Di dalam ilmu kedokteran demam merupakan salah satu pertanda adanya gangguan didalam tubuh. Demam berfungsi sebagai alarm untuk memberitahukan bahwa sesuatu tengah terjadi di dalam tubuh kita. Penyebab demam bisa bermacam-macam, mulai dari infeksi (bakteri, virus, parasit), alergi,keganasan, trauma,penyakit autoimun. Pada anak-anak dan masyarakat pada umumnya penyebab demam yang tersering adalah infeksi. Di dalam ilmu Kedokteran Kerja dikenal istilah ”Demam Uap Logam” yaitu suatu kondisi dimana seorang pekerja mengalami demam yang disebabkan oleh uap logam tertentu.Keluhan umumnya menyerupai gejala flu, yaitu : demam, menggigil, mual,muntah, haus,sakit kepala, lemas, nyeri sendi dan otot. Merupakan kondisi alergi akut yang dialami oleh kebanyakan tukang las sepanjang masa kerjanya.

KASUS :

Sebuah perusahaan pembuat besi tower, plat besi gelombang, mengeluhkan sebagian besar karyawan di bagian pengelasan mengkonsumsi obat penurun demam & pengurang nyeri setiap hari. Anggaran belanja obat analgetik antipretik tersebut tinggi. Setelah dilakukan plan visit didapatkan para pekerja tersebut setiap hari terpajan uap las, ruang kerja tidak terdapat ventilasi hanya ada kipas angin untuk menghilangkan uap hasil pengelasan. Sayangnya uap yang tertiup kipas angin tersebut berpindah keruangan sebelah dimana terdapat pekerja lain yang bekerja. Uap logam yang bisa menimbulkan keluhan seperti diatas paling banyak adalah uap Zinc Oxide yang dihasilkan pada proses las,galvanizing, Gejala biasanya timbul dalam 6-24 jam. Dan akan menghilang setelah 24-48 jam tanpa penanganan. Elemen lain seperti copper dan magnesium juga menimbulkan dampak serupa.
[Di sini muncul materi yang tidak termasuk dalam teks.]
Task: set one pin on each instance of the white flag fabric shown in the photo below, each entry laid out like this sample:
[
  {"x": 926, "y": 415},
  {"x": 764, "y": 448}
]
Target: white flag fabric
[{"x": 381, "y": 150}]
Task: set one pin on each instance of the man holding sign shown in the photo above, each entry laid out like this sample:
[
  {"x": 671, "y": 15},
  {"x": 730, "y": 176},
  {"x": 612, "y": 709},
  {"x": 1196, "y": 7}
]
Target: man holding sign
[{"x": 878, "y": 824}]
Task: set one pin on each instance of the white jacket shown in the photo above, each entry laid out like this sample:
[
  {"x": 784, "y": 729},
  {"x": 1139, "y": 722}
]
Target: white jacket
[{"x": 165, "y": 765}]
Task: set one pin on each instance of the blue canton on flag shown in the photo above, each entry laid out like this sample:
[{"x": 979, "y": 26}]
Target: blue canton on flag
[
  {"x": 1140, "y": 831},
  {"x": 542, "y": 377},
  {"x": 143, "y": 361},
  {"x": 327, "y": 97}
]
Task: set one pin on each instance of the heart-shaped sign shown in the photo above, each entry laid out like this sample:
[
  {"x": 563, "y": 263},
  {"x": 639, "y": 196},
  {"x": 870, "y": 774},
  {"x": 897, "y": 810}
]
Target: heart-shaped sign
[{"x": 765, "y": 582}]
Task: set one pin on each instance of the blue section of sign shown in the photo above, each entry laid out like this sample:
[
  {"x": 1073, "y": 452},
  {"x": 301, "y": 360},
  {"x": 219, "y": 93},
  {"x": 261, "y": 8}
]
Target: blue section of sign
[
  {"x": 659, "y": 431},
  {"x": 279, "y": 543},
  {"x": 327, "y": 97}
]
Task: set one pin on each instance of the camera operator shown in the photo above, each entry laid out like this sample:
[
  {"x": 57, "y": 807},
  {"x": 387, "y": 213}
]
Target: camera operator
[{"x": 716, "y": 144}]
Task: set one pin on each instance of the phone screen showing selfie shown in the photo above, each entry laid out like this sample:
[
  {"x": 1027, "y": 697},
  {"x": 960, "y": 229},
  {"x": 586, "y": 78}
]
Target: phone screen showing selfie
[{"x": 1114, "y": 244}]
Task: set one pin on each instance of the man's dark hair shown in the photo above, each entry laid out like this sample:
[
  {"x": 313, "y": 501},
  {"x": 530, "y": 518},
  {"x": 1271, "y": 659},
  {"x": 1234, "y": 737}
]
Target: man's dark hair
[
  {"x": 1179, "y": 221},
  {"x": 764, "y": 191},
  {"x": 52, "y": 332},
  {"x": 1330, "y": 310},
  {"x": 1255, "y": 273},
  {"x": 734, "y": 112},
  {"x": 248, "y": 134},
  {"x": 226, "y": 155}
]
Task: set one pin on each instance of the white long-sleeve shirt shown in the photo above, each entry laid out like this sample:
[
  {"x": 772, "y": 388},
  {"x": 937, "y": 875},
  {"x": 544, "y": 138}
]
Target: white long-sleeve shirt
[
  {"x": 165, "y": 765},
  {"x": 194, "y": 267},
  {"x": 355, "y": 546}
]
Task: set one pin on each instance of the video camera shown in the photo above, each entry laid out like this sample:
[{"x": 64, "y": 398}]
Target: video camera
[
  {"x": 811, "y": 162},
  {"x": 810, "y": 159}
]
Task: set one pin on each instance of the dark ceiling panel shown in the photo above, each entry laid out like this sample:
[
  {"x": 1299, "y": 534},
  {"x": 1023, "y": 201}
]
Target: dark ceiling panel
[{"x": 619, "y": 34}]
PERMISSIBLE EXPOSURE LIMIT

Standar OSHA untuk uap Zinc Oxide adalah 5 miligram uap Zinc Oxide per meter kubik udara (mg/m3) untuk 8 jam kerja per hari.

Menurut NIOSH 5mg/m3 dengan lama kerja 10 jam perhari, 40 jam per minggu, dengan

Short Term Exposure Limit (STEL) 10 mg/m3 untuk 15 menit.

BAGAIMANA MENGHINDARI HAZARD ?

  • Hindarkan kepala dari uap logam
  • Jangan menghirup udara yang mengandung uap logam
  • Gunakan ventilasi yang cukup, exhaust atau keduanya, untuk membersihkan udara di area pernapasan dan sekitarnya.
  • Jangan ambil risiko dengan uap hasil pengelasan. Jika ventilasi atau

    s Troubleshoot-commission On $77.00′>The Fat Loss Troubleshoot-commission On $77.00

    exhaust tidak adekuat pakailah

    respirator (masker) yang memenuhi persyaratan untuk membersihkan udara pernapasan.

MASKER (RESPIRATOR)

Rekomendasi utama untuk ruang kerja pengelasan adalah kontrol teknis dengan

penerapan lokal exhaust atau general ventilasi, untuk mengurangi tingkat pajanan uap Zinc Oxide. Tetapi kadangkala hal tersebut sulit dilakukan sehingga diperlukan pemakaian respirator (masker). Respitaror biasanya digunakan untuk pekerjaan di ruang tertutup (confined spaces), seperti tanki atau ruang sempit tertutup dan dalam kondisi darurat. Selalu gunakan respirator yang di rekomendasikan oleh Mine safety and Health Administration (MSHA) atau oleh National Institute for Occupational safety and Health (NIOSH) atau Depnaker.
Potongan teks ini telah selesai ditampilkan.